Historically, gold has been a haven for risk-averse investors. The price of gold has gone up as both the US and European regions are going through financial uncertainty.

“Even if gold takes a big hit in the days ahead, don't think the bull market is anywhere near over. We expect gold has a still-glorious future with much higher prices likely in the next few years, “says Jeffrey Nichols, Senior Economic Advisor at Rosland Capital.

According to the London morning fix at October's end, gold’s bull market is 118 months old and prices surged almost 500 percent since 2000 and almost 1300 percent since the mid-70s.

The price of gold eased a bit during the second half of last year as the recession started easing, but it bounced back sharply driven by the financial crisis in the Euro region.

Most of the mining companies stopped hedging to protect against a sudden fall in prices as they are speculating that gold prices will continue to rise.

Without some help from fiscal policy, U.S. business conditions next year and beyond will be even more disappointing and the Fed will feel the need to print still more money, and this will trigger a gold rally again.

Latest rally

The latest rally was prompted by the Fed’s announcement of a second round of quantitative easing (QE2), promising to print another $600 billion in new money by mid-2011.

The launch of QE2 set the gold market afire, driving up both long-term investment and short-term speculative demand in anticipation of higher U.S. inflation and a weaker dollar abroad.

So as long as the Federal Government continues to print money in order to pay for its expenses we can expect the dollar will take a nosedive and continue its long term downward trend and gold will continue to rise.

The emerging economies central banks, including Chinese central bank, are amassing gold reserves to reduce their exposure to the weakening U.S. dollar.
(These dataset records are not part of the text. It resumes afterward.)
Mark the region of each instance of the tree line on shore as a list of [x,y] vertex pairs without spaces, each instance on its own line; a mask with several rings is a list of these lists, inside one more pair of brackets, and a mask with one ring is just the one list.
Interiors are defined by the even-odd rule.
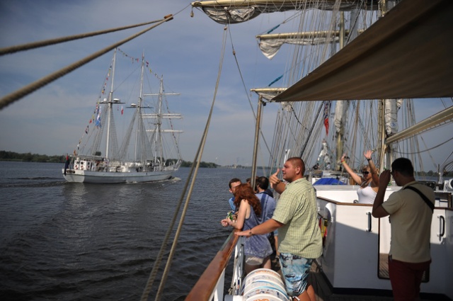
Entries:
[[[22,162],[52,162],[52,163],[64,163],[66,161],[66,155],[55,155],[47,156],[47,154],[32,154],[30,152],[19,154],[14,152],[8,152],[4,150],[0,150],[0,161],[16,161]],[[171,159],[168,161],[176,162],[178,161],[176,159]],[[192,162],[183,161],[181,164],[182,167],[190,167]],[[216,168],[219,165],[212,162],[201,161],[200,163],[200,167],[207,168]]]
[[[17,161],[23,162],[53,162],[53,163],[64,163],[66,161],[66,155],[61,156],[47,156],[47,154],[32,154],[30,152],[19,154],[14,152],[8,152],[0,150],[0,161]],[[176,162],[176,159],[170,159],[168,161]],[[183,160],[181,167],[190,167],[192,162],[190,161]],[[213,162],[200,162],[200,167],[215,169],[219,167],[220,165]],[[417,176],[437,176],[437,172],[433,171],[418,171]],[[453,176],[453,171],[447,171],[444,174],[444,176]]]

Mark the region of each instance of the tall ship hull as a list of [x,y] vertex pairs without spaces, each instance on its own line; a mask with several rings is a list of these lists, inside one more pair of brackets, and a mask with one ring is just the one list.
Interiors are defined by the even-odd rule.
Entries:
[[[177,169],[172,168],[161,171],[137,172],[134,170],[127,172],[116,172],[67,169],[66,174],[63,174],[63,177],[68,182],[96,184],[154,182],[171,178],[176,170]],[[62,172],[64,173],[64,169],[62,169]]]
[[[113,54],[107,81],[92,117],[73,154],[70,157],[67,156],[62,174],[68,182],[108,184],[167,180],[171,178],[181,164],[176,139],[176,134],[181,131],[173,130],[171,120],[182,117],[180,114],[164,111],[164,108],[168,108],[165,96],[178,94],[164,93],[163,79],[156,74],[154,75],[160,84],[159,93],[144,93],[144,79],[147,75],[144,71],[149,69],[149,72],[152,72],[148,68],[144,55],[142,55],[141,72],[137,81],[140,82],[137,102],[126,106],[126,110],[132,113],[123,115],[125,108],[122,105],[125,102],[113,98],[113,91],[117,91],[114,88],[117,51],[121,50],[115,50]],[[122,55],[130,57],[124,52]],[[138,62],[139,59],[135,60]],[[110,92],[103,100],[102,94],[109,81]],[[155,96],[155,99],[151,101],[145,100],[145,98],[152,96]],[[128,127],[123,131],[120,146],[117,138],[115,118],[130,118]],[[164,129],[164,120],[169,130]],[[174,146],[171,149],[176,149],[173,152],[164,148],[164,145],[170,144],[163,137],[165,132],[173,134],[171,144]]]

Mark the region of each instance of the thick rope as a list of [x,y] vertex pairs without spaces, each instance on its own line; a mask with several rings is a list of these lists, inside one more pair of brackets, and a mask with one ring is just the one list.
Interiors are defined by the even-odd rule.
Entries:
[[24,87],[23,87],[22,89],[17,90],[15,92],[11,93],[11,94],[8,94],[7,96],[6,96],[5,97],[4,97],[3,98],[0,99],[0,109],[2,109],[3,108],[6,107],[6,106],[12,103],[13,102],[25,96],[26,95],[30,94],[30,93],[38,90],[40,88],[42,88],[42,86],[54,81],[56,79],[58,79],[59,78],[63,76],[64,75],[67,74],[68,73],[75,70],[76,69],[84,65],[85,64],[91,62],[92,60],[93,60],[94,59],[104,55],[105,53],[110,51],[111,50],[125,43],[126,42],[129,42],[130,40],[134,39],[135,38],[138,37],[139,35],[141,35],[142,34],[144,34],[144,33],[153,29],[155,27],[159,26],[159,25],[162,24],[164,22],[166,22],[170,20],[173,20],[173,16],[172,15],[169,15],[169,16],[166,18],[162,19],[161,21],[158,21],[157,24],[154,25],[152,26],[149,27],[148,28],[146,28],[134,35],[131,35],[129,38],[127,38],[120,42],[117,42],[115,44],[113,44],[101,50],[98,51],[97,52],[93,53],[91,55],[89,55],[78,62],[76,62],[74,64],[71,64],[69,66],[67,66],[66,67],[61,69],[52,74],[50,74],[49,75],[47,75],[47,76],[45,76],[43,78],[42,78],[41,79],[39,79],[33,83],[31,83]]
[[83,39],[84,38],[93,37],[95,35],[103,35],[104,33],[114,33],[115,31],[124,30],[125,29],[134,28],[135,27],[143,26],[144,25],[152,24],[159,22],[158,21],[142,23],[139,24],[130,25],[128,26],[118,27],[116,28],[106,29],[104,30],[93,31],[91,33],[81,33],[74,35],[68,35],[67,37],[57,38],[55,39],[45,40],[42,41],[33,42],[28,44],[18,45],[16,46],[7,47],[6,48],[0,48],[0,55],[8,55],[20,51],[28,50],[40,47],[49,46],[55,44],[59,44],[64,42],[72,41],[74,40]]
[[170,271],[170,267],[171,266],[171,262],[173,260],[173,256],[174,255],[176,249],[176,245],[178,244],[178,239],[179,238],[179,235],[180,233],[180,230],[181,228],[183,227],[183,223],[184,222],[184,218],[185,217],[185,213],[187,212],[187,209],[189,205],[189,201],[190,200],[190,197],[192,195],[192,192],[193,191],[193,186],[195,185],[195,179],[197,178],[197,174],[198,172],[198,168],[200,167],[200,163],[201,161],[201,158],[202,156],[202,153],[203,153],[203,149],[205,148],[205,144],[206,142],[206,139],[207,137],[207,132],[209,130],[209,127],[210,127],[210,124],[211,123],[211,118],[212,115],[212,111],[214,110],[214,104],[215,103],[215,98],[217,94],[217,90],[219,88],[219,83],[220,81],[220,74],[222,73],[222,66],[223,64],[223,60],[224,60],[224,52],[225,52],[225,42],[226,40],[226,33],[224,33],[224,40],[223,40],[223,47],[222,47],[222,55],[221,55],[221,59],[220,59],[220,65],[219,67],[219,72],[217,74],[217,81],[216,83],[216,87],[215,87],[215,91],[214,91],[214,97],[213,97],[213,100],[212,100],[212,103],[211,105],[211,110],[210,111],[210,114],[207,118],[207,120],[206,122],[206,126],[205,127],[205,131],[203,132],[203,136],[202,137],[202,140],[200,142],[200,145],[198,146],[198,149],[197,150],[197,154],[195,155],[195,158],[194,159],[193,163],[192,164],[192,167],[190,169],[190,171],[189,173],[189,176],[188,176],[188,178],[186,180],[185,182],[185,185],[184,186],[184,189],[181,193],[181,196],[179,200],[179,202],[178,203],[176,210],[175,210],[175,214],[173,215],[173,220],[171,222],[171,225],[167,230],[167,232],[166,234],[165,238],[164,239],[164,242],[162,242],[162,245],[161,247],[161,249],[159,251],[159,254],[157,255],[157,258],[156,259],[156,261],[154,262],[154,265],[153,266],[153,268],[151,271],[151,273],[149,275],[149,278],[148,279],[148,282],[147,283],[147,285],[145,286],[145,288],[143,291],[143,293],[142,295],[142,298],[141,300],[142,301],[146,301],[148,300],[148,297],[149,295],[149,293],[151,292],[151,288],[152,287],[152,285],[154,282],[154,280],[156,278],[156,276],[157,274],[157,271],[159,269],[159,266],[160,265],[161,261],[162,261],[162,257],[164,256],[164,253],[165,251],[165,247],[167,244],[167,242],[170,237],[170,235],[171,234],[171,232],[173,231],[173,227],[174,226],[174,223],[175,223],[175,220],[176,219],[177,216],[178,216],[178,212],[179,212],[179,208],[180,208],[181,203],[182,203],[182,200],[183,200],[183,198],[184,197],[184,195],[185,195],[185,191],[187,190],[187,187],[188,186],[189,181],[190,181],[190,178],[192,177],[192,174],[193,170],[195,169],[195,174],[193,175],[193,177],[192,178],[192,183],[190,184],[190,188],[189,189],[189,192],[188,193],[186,200],[185,200],[185,204],[184,205],[184,208],[183,210],[183,212],[181,213],[181,217],[180,219],[180,222],[179,222],[179,225],[178,227],[178,229],[176,230],[176,233],[175,234],[175,237],[173,239],[173,243],[170,251],[170,254],[168,254],[168,258],[167,259],[167,263],[166,264],[165,266],[165,269],[164,271],[164,274],[162,276],[162,278],[161,279],[161,283],[159,284],[159,287],[157,291],[157,293],[156,295],[156,297],[155,297],[155,300],[160,300],[161,297],[161,294],[164,290],[164,287],[165,285],[165,283],[166,281],[166,278],[168,277],[168,273]]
This will also add fuel to gold’s rally.

Gold has become an ideal hedge against growing investment dangers because of the turbulence in the global economy. So Investor confidence remained firm in gold during the recession, and this pushed it to higher levels.

Until 2004, the only way to buy gold was to buy the actual thing. But with the introduction of the Gold ETF in 2004 it is available to everyone and becomes the hot new commodity. Many large fund houses are buying gold as part of their strategies to reduce risk.